Carta del escritor enamorado a Gertrude Chataway

El reverendo protestante Charles L. Dogson, más conocido como Lewis Carroll, dejó al morir un registro de correspondencia en el que había anotado los temas y fechas de 98 mil 721 cartas.

Matemático, fotógrafo, dibujante, lógico, excéntrico, tímido, fue –al mismo tiempo que lo anterior– un hombre que tuvo una enorme pasión por las jovencitas que no cumplían los quince años.

Carroll sentía una evidente debilidad por las niñas, y cada época, desde hace un siglo, ha interpretado y matizado qué tipo de atracción, de acuerdo con sus propios valores, intereses y prejuicios.

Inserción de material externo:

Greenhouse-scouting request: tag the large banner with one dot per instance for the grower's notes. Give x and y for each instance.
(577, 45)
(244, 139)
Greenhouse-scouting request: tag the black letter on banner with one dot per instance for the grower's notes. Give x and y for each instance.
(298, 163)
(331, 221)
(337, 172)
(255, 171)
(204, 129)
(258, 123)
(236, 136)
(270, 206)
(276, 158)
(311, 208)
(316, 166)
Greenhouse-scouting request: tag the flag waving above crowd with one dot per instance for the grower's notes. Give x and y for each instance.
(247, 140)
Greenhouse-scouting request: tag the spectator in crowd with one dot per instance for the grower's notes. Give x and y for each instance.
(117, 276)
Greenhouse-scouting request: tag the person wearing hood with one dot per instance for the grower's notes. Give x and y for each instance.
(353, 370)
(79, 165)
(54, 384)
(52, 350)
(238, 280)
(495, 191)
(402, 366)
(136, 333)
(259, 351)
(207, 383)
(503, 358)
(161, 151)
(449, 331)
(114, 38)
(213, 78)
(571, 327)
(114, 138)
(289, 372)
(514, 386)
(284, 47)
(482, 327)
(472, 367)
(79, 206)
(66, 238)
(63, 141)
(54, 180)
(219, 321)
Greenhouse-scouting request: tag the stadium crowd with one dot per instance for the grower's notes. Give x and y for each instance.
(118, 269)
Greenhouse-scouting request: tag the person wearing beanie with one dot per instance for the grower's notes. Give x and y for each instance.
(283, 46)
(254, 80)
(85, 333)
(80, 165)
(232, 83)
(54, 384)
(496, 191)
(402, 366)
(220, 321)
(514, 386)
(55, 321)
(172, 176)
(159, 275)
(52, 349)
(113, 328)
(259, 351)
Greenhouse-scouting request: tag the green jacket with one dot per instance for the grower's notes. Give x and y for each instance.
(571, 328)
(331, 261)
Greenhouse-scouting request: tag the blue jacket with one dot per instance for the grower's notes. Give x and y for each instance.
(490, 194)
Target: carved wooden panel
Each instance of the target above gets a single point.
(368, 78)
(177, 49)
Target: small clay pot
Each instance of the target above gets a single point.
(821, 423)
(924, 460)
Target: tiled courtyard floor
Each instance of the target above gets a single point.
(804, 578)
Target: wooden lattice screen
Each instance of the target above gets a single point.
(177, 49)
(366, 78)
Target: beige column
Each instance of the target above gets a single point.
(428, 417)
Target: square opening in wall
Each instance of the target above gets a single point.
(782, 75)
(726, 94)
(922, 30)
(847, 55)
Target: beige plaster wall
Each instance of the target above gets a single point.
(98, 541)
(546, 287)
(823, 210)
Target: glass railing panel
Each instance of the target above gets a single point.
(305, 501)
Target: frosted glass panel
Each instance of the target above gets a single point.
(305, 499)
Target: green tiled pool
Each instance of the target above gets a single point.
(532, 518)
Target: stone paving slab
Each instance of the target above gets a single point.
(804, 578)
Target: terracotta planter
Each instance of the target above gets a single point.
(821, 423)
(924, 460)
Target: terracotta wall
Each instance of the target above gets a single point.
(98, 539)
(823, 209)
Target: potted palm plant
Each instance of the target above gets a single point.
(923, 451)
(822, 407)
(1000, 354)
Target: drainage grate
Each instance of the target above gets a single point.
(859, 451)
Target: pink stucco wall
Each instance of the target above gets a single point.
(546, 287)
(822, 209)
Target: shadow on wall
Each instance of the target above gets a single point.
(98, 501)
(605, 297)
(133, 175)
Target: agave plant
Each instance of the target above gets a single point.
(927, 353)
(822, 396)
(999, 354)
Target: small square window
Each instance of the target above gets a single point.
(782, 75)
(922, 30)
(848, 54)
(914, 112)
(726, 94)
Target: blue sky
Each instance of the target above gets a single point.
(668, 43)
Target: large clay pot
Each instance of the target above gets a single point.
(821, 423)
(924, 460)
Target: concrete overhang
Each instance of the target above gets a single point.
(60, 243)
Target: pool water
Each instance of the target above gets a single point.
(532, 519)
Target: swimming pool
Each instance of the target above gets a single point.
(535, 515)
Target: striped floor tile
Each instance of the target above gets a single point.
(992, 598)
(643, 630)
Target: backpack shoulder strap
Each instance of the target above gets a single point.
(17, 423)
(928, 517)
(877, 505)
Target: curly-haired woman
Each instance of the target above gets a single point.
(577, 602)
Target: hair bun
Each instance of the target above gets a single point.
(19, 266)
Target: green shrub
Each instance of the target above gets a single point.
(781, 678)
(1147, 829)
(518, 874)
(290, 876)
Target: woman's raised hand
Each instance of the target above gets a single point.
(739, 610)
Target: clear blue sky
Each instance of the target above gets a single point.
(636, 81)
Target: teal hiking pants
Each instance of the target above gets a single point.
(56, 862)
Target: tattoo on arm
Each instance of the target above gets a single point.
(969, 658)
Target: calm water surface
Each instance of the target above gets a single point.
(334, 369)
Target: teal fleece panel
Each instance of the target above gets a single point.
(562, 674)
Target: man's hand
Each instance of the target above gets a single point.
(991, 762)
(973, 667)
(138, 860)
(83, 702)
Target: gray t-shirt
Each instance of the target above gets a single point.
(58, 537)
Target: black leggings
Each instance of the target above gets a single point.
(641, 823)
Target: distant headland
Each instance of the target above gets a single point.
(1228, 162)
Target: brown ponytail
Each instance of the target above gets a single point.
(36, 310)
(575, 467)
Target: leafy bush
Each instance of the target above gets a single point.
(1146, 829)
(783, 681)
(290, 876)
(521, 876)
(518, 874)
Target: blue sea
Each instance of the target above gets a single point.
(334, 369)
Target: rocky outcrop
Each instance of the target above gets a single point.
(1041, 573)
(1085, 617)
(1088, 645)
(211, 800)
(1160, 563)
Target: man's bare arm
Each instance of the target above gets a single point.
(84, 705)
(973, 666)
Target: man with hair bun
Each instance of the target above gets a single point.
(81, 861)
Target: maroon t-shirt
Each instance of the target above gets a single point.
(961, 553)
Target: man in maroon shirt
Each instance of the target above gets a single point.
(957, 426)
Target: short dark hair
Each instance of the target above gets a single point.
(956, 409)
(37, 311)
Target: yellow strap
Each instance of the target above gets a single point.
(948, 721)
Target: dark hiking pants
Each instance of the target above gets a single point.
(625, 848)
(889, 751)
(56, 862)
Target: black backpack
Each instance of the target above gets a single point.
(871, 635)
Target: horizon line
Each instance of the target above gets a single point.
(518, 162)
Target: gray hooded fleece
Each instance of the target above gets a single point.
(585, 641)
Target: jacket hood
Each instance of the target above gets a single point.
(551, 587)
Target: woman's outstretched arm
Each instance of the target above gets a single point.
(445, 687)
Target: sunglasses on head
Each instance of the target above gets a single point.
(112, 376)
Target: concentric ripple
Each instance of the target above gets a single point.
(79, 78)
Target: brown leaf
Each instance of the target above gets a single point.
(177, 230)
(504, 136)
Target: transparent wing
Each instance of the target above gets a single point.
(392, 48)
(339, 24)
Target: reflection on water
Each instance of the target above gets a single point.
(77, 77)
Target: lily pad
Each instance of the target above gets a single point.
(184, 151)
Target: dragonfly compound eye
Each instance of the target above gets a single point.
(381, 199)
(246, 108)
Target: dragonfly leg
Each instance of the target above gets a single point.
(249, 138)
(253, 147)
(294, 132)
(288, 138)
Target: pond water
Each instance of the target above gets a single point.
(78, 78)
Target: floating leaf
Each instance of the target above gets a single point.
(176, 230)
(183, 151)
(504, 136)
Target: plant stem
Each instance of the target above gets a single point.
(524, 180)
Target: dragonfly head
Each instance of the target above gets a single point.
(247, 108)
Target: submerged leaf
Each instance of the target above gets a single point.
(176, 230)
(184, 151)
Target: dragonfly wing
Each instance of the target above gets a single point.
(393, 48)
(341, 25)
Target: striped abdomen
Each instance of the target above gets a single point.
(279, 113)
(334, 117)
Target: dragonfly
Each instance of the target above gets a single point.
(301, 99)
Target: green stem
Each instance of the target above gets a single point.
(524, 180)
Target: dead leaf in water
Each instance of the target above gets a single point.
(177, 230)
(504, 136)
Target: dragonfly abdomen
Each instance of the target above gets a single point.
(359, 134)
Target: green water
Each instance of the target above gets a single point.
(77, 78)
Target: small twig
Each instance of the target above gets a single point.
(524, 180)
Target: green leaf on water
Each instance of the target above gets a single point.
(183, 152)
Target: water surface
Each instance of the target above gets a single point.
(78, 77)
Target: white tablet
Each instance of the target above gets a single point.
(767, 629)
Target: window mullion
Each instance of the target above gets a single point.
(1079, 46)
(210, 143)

Vladimir Nabokov, por ejemplo, puso juntos a Óscar Wilde y a Lewis Carroll:

«Uno alardeaba de su perversión y fue cogido con las manos en la masa, mientras que el otro ocultaba su humilde pero mucho más malévolo secretito a solas entre las emulsiones de su cuarto oscuro, y terminó siendo el más grande autor de cuentos para niños».

Con todo, y aunque Nabokov afirmó que en su Lolita “El auténtico Humbert Humbert es Lewis Carroll”, ninguna de sus niñas denunció abusos del escritor de cuentos. Gertrude Chataway, lo confirma:

“Por mi parte, sentía el interés normal de los niños por los cuentos de hadas y maravillas, y su facultad de contar cuentos, como es natural, me fascinaba. Solíamos estar sentados durante horas en los peldaños de madera que iban a nuestro jardín hasta la playa, mientras me contaba los cuentos más maravillosos que alguien pueda imaginar, a menudo ilustrando los momentos más interesantes con un lápiz mientras iba contándolos”.

Christ Church, Oxford

28 de octubre de 1876

Mi querida Gertrude:
Sentirás pena, sorpresa y asombro al enterarte de la rara enfermedad que sufrí después que te fuiste. Mandé llamar al médico y le pedí que me diera algún remedio, pues estaba cansado. Me dijo: “¡Pamplinas! Usted no necesita remedios. Métase a la cama”. Le dije: “no, no es la clase de fatiga que necesita reposo. Siento cansancio en la cara”. Puso cara levemente grave, y dijo: “ah, es la nariz. Tal vez haya metido las narices donde no se debe”. Le dije: “No, no es la nariz.
Tal vez sea el cabello”. Puso cara más grave, y dijo: “ahora entiendo, usted tiene los cabellos de punta”. “De ninguna manera –le dije–, y no es precisamente el cabello. Es más cerca de la nariz y la garganta”.

Puso cara aún más grave, y dijo: “¿tendrá a alguien atravesado en la garganta?”. Le dije que no. “Bien –dijo él–, me intriga muchísimo. ¿No serán los labios?” “¡Desde luego! –dije–. ¡Exactamente!”. Entonces puso cara gravísima, y dijo: “Creo que usted ha dado demasiados besos”. “Bien –dije–, le di un beso a una niña, una amiguita mía”. “Piénselo de nuevo –dijo él–, ¿está seguro de que fue uno solo?” Pensé de nuevo, y dije: “quizá hayan sido once”.

Entonces el médico dijo: “no debe darle más hasta que sus labios hayan descansado”. “pero ¿qué haré? –le dije–. Verá usted, le debo ciento ochenta y dos más”. Entonces puso una cara tan grave que las lágrimas le humedecieron las mejillas, y dijo: “se los puede enviar en una caja”. Y recordé una caja que una vez compre en Dover, pensando que un día se las daría a una niña. Así que he empacado los besos con mucho cuidado. Cuéntame si han llegado sanos y salvos o si algunos se perdieron en el camino.